Humanity’s strange, ardent love affair with story has always fascinated me. To explore our enthrallment and explain the science behind it, I wrote a book – The Storytelling Animal: How Stories Make Us Human. The book appealed to a predictable audience of English literature types as well as avid readers of popular science. But it also attracted an unanticipated audience of business professionals. As a professor of literature, I hadn’t known that a wide spectrum of professions was embracing storytelling as a uniquely powerful form of messaging, that they had discovered that far from being a soft, touchy-feely skill, storytelling was a powerful form of witchery. A great storyteller waves her pen over paper like a wand. She casts a spell that allows her to enter minds and change what they feel, which allows her to change what they think, which allows her to influence how they act. Companies were flocking to story because they wanted a piece of this power.
As the business world has hurried to get up to speed on storytelling, its advantages over other forms of communication and persuasion have been widely touted. But like any powerful tool, humans can wield stories for good or ill. It’s time to grapple with the dark side of story.
First, while it’s true that individuals and organizations need to cultivate storytelling craft, they also need to prepare their defenses against cheats and manipulators. While stories often provide symbiotic benefits to teller and receiver, we must remember that they are told mainly in the teller’s interests. We humans are—by our deepest natures—suckers for story. With apologies to Coleridge, not suspending disbelief is what requires an act of will.

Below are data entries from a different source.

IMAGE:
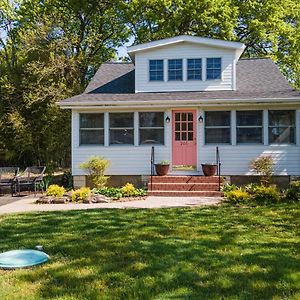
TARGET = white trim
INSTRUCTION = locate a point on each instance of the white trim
(187, 38)
(175, 103)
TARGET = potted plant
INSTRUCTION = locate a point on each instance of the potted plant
(209, 169)
(162, 168)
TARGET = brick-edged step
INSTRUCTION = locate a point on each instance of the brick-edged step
(185, 179)
(166, 186)
(186, 193)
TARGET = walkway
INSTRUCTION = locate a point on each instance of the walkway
(26, 204)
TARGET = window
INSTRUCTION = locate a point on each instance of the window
(217, 127)
(91, 129)
(213, 68)
(194, 69)
(156, 70)
(121, 129)
(282, 127)
(151, 128)
(249, 127)
(175, 69)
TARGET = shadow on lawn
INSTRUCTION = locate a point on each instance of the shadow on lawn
(169, 254)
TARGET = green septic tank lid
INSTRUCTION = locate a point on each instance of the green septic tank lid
(22, 258)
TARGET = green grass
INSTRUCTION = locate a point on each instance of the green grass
(202, 253)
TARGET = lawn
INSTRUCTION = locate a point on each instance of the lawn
(200, 253)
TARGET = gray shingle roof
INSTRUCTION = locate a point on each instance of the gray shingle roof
(256, 79)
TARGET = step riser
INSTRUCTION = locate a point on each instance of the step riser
(185, 193)
(184, 187)
(184, 179)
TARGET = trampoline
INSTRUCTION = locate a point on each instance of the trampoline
(22, 259)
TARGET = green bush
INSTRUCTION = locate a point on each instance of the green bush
(263, 166)
(55, 190)
(127, 190)
(293, 192)
(96, 167)
(237, 196)
(229, 187)
(266, 194)
(81, 194)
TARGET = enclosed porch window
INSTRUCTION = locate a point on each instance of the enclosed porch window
(217, 127)
(282, 127)
(151, 128)
(249, 129)
(121, 129)
(91, 130)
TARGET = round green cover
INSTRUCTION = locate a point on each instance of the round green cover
(22, 258)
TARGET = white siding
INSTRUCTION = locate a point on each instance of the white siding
(184, 51)
(135, 160)
(124, 160)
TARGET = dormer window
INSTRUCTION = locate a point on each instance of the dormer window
(194, 69)
(213, 68)
(175, 69)
(156, 70)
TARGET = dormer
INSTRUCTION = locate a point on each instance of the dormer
(185, 63)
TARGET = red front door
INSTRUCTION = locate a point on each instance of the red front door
(184, 138)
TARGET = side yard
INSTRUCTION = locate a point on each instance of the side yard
(202, 253)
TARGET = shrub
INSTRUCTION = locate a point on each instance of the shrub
(55, 190)
(96, 167)
(229, 187)
(112, 192)
(128, 190)
(293, 192)
(236, 196)
(263, 166)
(81, 194)
(266, 194)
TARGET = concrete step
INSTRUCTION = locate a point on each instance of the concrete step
(185, 179)
(186, 193)
(184, 186)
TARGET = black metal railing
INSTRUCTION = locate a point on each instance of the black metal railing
(218, 162)
(152, 167)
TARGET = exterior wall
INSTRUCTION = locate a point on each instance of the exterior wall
(135, 160)
(184, 51)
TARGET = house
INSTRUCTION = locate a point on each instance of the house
(186, 95)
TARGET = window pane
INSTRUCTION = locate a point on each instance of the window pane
(249, 118)
(217, 136)
(281, 117)
(194, 69)
(121, 136)
(175, 69)
(282, 135)
(119, 120)
(249, 135)
(151, 119)
(92, 137)
(217, 118)
(213, 68)
(156, 70)
(151, 136)
(91, 120)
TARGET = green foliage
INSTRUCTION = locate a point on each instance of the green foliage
(55, 190)
(266, 194)
(293, 192)
(228, 187)
(67, 180)
(127, 190)
(263, 165)
(81, 194)
(237, 196)
(96, 166)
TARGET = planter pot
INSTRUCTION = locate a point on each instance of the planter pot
(161, 170)
(209, 169)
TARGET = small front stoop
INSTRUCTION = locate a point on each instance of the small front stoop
(184, 186)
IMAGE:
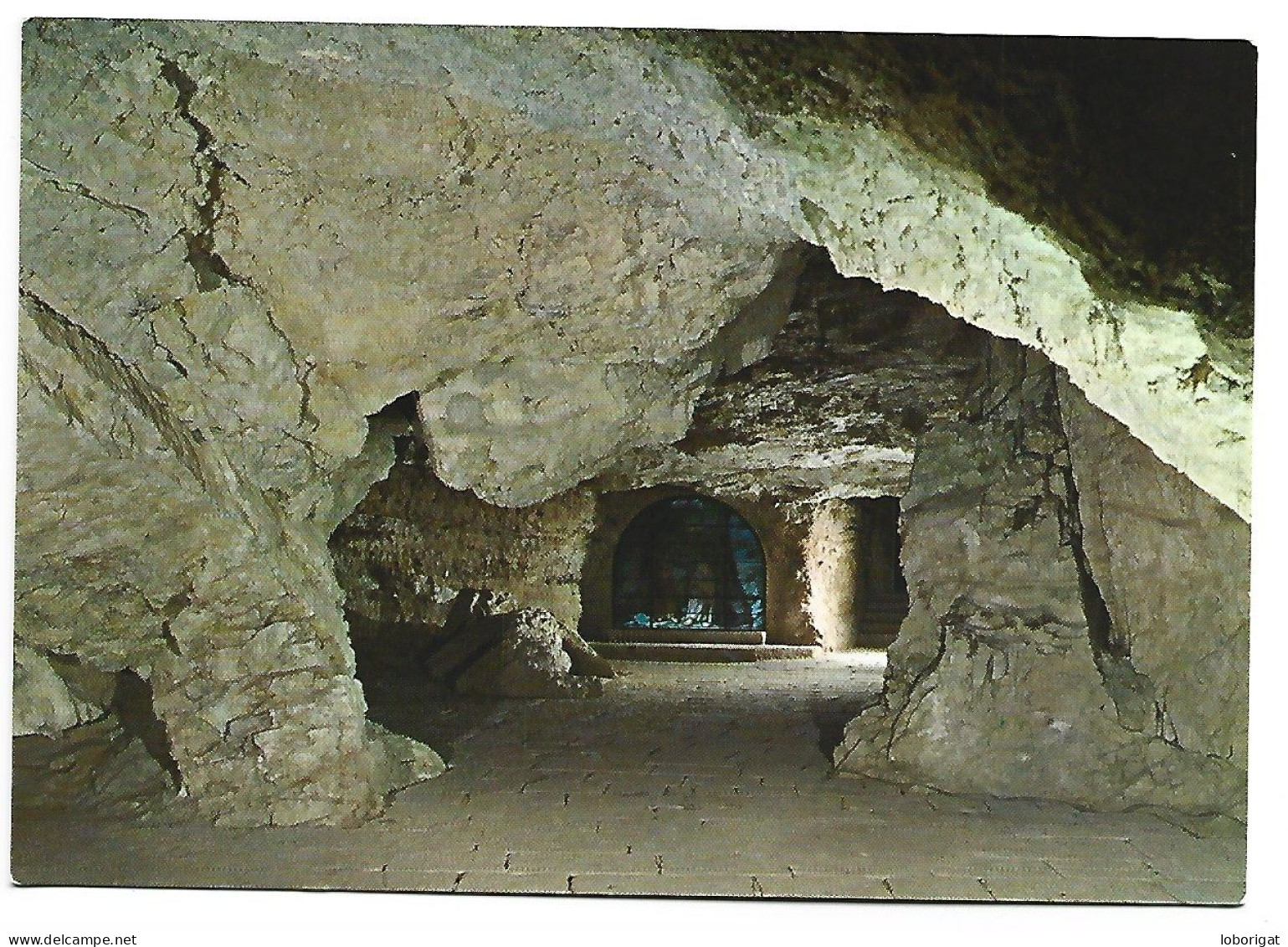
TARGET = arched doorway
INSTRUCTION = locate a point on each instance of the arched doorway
(690, 562)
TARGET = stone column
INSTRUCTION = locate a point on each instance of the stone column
(831, 567)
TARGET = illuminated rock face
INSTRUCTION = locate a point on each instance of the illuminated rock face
(241, 241)
(1032, 528)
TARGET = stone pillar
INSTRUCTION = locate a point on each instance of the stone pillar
(1008, 678)
(831, 569)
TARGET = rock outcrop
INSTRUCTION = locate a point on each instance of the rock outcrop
(1013, 674)
(241, 243)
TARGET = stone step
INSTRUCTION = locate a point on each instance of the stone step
(679, 636)
(710, 653)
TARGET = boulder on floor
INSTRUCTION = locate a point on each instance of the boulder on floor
(490, 647)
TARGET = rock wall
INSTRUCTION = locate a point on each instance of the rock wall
(1011, 676)
(1173, 569)
(413, 543)
(241, 241)
(831, 569)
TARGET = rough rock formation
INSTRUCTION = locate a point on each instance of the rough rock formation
(240, 243)
(1013, 676)
(490, 647)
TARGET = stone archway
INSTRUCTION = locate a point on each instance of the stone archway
(690, 564)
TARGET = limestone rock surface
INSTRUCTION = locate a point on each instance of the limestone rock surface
(240, 243)
(1011, 676)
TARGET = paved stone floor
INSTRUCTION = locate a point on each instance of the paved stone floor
(680, 780)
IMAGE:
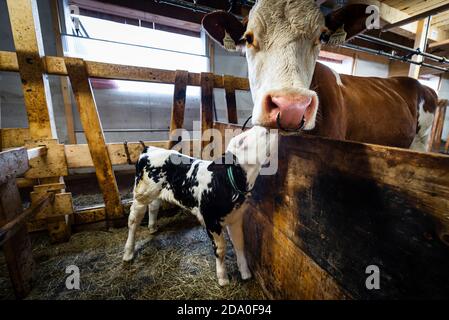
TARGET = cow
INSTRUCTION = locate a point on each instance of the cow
(211, 190)
(292, 92)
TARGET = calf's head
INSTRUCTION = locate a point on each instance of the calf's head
(282, 40)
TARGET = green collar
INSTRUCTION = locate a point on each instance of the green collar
(232, 181)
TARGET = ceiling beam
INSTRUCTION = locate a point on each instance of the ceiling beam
(422, 15)
(391, 15)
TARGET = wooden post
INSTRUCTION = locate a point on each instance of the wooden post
(90, 121)
(27, 36)
(29, 49)
(207, 99)
(179, 104)
(437, 127)
(65, 86)
(17, 248)
(420, 43)
(231, 102)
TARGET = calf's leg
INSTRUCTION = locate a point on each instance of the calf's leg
(153, 210)
(136, 214)
(235, 231)
(219, 244)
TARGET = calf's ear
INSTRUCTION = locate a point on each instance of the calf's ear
(346, 22)
(224, 28)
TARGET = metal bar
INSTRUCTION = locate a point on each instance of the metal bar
(135, 45)
(129, 130)
(417, 17)
(393, 57)
(401, 47)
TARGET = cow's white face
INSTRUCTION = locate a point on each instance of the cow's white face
(282, 40)
(282, 46)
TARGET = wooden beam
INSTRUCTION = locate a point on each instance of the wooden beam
(37, 152)
(420, 43)
(207, 113)
(65, 86)
(55, 66)
(29, 49)
(178, 106)
(8, 230)
(231, 102)
(439, 44)
(17, 248)
(13, 163)
(422, 15)
(90, 121)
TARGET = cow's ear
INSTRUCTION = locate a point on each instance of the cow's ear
(345, 23)
(224, 28)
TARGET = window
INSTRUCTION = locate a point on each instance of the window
(120, 43)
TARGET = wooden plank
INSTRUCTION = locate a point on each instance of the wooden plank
(14, 137)
(17, 250)
(437, 129)
(231, 102)
(55, 66)
(420, 43)
(29, 49)
(347, 206)
(90, 121)
(178, 107)
(13, 163)
(207, 113)
(65, 89)
(283, 270)
(8, 230)
(37, 152)
(53, 164)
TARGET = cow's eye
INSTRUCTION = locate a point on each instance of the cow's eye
(249, 38)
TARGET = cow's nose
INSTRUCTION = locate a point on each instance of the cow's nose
(289, 110)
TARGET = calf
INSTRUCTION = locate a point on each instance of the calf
(211, 190)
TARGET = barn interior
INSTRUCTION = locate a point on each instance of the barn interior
(85, 227)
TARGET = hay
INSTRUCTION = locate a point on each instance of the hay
(176, 263)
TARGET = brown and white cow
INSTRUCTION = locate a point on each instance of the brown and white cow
(282, 40)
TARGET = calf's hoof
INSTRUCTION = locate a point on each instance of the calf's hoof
(223, 282)
(152, 229)
(246, 275)
(128, 256)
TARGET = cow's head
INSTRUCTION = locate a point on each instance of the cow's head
(282, 39)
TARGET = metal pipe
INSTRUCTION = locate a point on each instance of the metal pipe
(401, 47)
(393, 57)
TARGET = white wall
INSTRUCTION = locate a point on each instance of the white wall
(444, 94)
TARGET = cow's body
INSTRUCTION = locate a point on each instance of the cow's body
(373, 110)
(292, 92)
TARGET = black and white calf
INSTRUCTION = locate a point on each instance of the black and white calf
(211, 190)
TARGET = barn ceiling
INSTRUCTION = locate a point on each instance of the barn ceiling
(392, 11)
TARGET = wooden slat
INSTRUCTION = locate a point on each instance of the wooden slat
(90, 121)
(29, 48)
(55, 66)
(37, 152)
(437, 128)
(17, 250)
(8, 230)
(13, 163)
(178, 107)
(347, 206)
(231, 102)
(207, 114)
(65, 86)
(14, 137)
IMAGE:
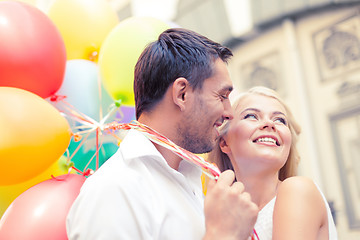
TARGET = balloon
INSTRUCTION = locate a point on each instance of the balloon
(32, 50)
(33, 135)
(10, 192)
(85, 157)
(40, 212)
(32, 2)
(81, 88)
(87, 152)
(120, 52)
(84, 25)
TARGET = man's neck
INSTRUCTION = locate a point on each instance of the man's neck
(166, 130)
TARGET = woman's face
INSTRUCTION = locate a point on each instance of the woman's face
(259, 132)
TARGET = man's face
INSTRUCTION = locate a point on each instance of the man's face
(210, 107)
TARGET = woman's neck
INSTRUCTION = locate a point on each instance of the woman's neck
(261, 188)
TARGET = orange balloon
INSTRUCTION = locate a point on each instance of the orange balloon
(10, 192)
(33, 135)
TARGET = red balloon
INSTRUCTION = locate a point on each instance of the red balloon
(33, 55)
(40, 212)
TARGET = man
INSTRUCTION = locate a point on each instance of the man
(145, 191)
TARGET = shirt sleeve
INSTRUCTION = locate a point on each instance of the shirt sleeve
(109, 210)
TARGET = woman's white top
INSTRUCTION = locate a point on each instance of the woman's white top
(264, 223)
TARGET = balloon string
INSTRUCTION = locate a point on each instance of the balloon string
(97, 148)
(167, 143)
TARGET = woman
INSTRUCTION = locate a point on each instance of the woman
(259, 144)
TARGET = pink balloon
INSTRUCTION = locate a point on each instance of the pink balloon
(40, 212)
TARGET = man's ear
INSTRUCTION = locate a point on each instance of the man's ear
(223, 146)
(180, 90)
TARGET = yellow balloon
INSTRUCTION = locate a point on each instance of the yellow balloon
(31, 2)
(120, 52)
(83, 25)
(33, 134)
(10, 192)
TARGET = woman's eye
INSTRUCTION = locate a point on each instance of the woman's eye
(250, 115)
(281, 120)
(223, 97)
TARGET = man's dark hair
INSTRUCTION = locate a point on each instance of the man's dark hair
(177, 53)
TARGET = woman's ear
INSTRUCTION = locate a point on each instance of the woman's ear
(223, 146)
(180, 90)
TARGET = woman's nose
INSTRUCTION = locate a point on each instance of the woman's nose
(267, 123)
(228, 112)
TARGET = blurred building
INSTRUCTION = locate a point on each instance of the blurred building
(307, 50)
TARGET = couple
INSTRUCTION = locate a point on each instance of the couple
(145, 191)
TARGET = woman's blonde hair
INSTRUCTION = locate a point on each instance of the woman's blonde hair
(290, 168)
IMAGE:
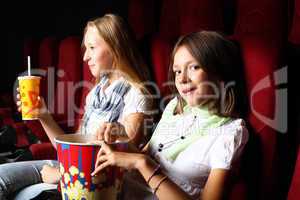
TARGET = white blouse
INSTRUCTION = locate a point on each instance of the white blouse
(217, 149)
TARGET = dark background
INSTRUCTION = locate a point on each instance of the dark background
(37, 19)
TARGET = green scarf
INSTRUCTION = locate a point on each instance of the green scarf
(204, 121)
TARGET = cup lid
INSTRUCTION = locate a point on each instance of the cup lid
(28, 77)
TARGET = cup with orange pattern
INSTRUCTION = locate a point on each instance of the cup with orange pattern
(29, 91)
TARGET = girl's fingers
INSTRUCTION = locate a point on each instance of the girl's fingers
(100, 132)
(100, 160)
(99, 168)
(107, 133)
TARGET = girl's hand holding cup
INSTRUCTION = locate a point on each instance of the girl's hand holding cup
(40, 110)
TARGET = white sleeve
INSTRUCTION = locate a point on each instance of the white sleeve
(135, 102)
(228, 145)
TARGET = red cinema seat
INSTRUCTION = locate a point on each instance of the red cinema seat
(69, 74)
(141, 17)
(197, 15)
(67, 95)
(294, 191)
(294, 35)
(261, 17)
(268, 114)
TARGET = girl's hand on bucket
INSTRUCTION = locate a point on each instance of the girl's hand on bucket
(108, 157)
(41, 105)
(109, 132)
(50, 174)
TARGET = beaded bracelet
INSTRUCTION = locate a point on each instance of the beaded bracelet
(153, 174)
(159, 183)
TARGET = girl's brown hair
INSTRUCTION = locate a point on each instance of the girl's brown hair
(216, 55)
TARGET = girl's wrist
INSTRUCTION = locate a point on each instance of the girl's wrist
(144, 162)
(141, 161)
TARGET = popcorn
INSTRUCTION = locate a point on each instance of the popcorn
(78, 191)
(73, 170)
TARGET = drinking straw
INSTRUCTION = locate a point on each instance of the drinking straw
(28, 64)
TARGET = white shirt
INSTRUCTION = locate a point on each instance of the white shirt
(217, 149)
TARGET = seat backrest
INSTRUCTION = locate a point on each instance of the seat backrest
(69, 74)
(261, 62)
(141, 17)
(294, 191)
(197, 15)
(87, 84)
(260, 26)
(169, 19)
(30, 48)
(294, 35)
(261, 17)
(48, 55)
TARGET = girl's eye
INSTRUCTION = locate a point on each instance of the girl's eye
(194, 67)
(177, 72)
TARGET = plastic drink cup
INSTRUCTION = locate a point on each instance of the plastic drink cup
(77, 156)
(29, 91)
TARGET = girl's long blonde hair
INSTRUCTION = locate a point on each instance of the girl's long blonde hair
(120, 39)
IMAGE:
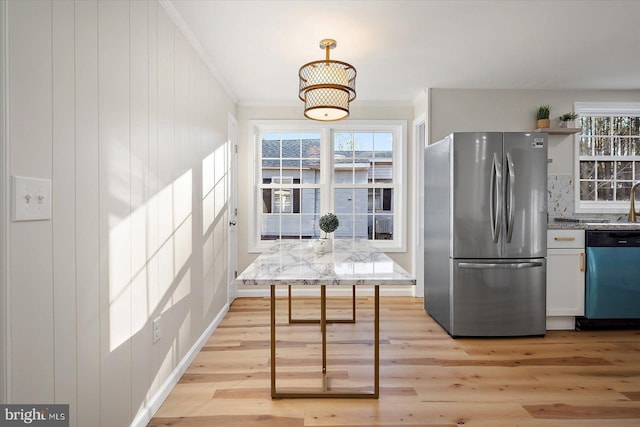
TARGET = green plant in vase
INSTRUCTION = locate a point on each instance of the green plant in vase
(328, 224)
(567, 119)
(543, 116)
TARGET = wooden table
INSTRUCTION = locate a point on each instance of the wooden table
(352, 263)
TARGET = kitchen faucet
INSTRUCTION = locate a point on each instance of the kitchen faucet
(632, 209)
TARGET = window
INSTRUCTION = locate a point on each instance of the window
(363, 184)
(608, 156)
(353, 169)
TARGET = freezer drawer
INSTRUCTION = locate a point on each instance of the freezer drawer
(498, 297)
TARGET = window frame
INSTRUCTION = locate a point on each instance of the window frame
(600, 109)
(327, 186)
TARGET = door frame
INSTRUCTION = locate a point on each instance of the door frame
(232, 186)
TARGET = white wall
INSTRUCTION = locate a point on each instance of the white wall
(4, 197)
(295, 112)
(110, 101)
(459, 110)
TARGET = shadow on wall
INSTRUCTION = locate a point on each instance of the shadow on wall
(157, 257)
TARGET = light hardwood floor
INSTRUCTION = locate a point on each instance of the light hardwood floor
(564, 379)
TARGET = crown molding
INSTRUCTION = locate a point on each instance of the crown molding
(193, 40)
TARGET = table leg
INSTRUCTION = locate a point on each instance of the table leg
(273, 341)
(323, 331)
(376, 344)
(353, 311)
(325, 392)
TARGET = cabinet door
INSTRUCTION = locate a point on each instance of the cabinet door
(565, 282)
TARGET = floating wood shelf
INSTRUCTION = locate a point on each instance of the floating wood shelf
(558, 131)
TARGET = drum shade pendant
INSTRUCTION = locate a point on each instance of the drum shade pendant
(327, 87)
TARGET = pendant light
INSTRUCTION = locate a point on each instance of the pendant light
(327, 86)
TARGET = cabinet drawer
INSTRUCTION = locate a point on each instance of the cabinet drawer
(565, 239)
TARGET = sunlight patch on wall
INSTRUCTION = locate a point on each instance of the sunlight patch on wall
(140, 273)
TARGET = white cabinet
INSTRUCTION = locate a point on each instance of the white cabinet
(565, 273)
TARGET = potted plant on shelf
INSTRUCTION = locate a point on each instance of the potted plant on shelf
(328, 224)
(567, 120)
(543, 116)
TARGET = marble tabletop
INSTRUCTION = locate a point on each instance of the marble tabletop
(352, 262)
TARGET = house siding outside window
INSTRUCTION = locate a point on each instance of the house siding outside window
(307, 170)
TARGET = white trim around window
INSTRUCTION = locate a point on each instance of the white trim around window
(399, 175)
(611, 109)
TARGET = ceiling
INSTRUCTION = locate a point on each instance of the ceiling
(401, 47)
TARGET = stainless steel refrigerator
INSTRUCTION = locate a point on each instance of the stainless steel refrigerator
(485, 233)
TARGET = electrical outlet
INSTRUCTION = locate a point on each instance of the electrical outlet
(31, 199)
(156, 329)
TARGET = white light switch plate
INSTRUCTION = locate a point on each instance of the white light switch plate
(31, 199)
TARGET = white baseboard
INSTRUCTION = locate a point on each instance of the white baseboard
(146, 413)
(391, 291)
(559, 323)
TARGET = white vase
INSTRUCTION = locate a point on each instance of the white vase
(322, 246)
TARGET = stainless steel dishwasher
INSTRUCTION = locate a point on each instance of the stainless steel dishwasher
(612, 293)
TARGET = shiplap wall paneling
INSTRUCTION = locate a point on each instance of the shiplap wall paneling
(115, 212)
(161, 360)
(87, 213)
(153, 188)
(141, 322)
(63, 204)
(31, 281)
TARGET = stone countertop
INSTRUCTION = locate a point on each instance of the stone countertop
(352, 262)
(552, 225)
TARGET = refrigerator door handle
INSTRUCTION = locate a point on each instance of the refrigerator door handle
(511, 212)
(479, 265)
(495, 201)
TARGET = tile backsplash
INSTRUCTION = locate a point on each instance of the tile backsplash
(561, 201)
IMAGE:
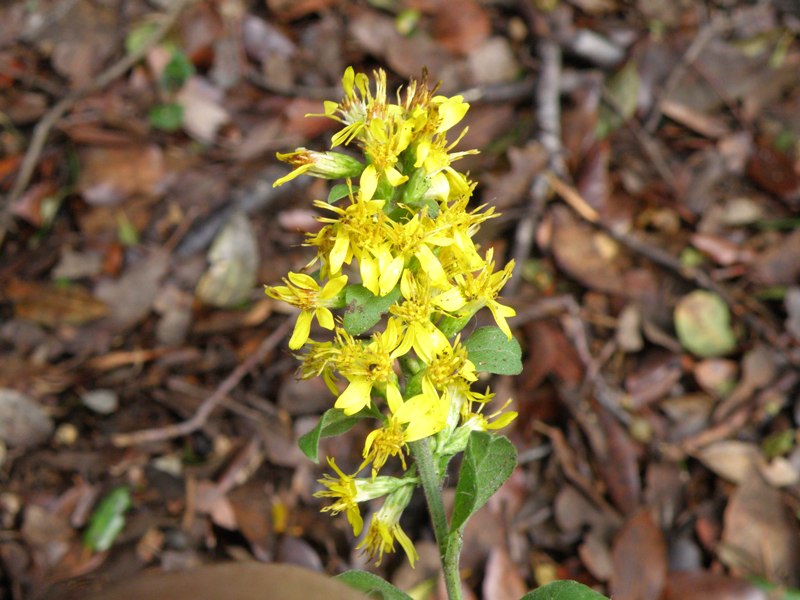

Second, a real and seemingly permanent culture of business storytelling is emerging as books on the subject proliferate, as entrepreneurship programs introduce storytelling into their curricula, and as companies employ Chief Storytelling Officers. The Theranos debacle shows how important it is to build this culture on a rock-solid ethical foundation. Now is the time to acknowledge how tempting it can be to deploy story—as con artists do—as a weapon of psychological and emotional manipulation.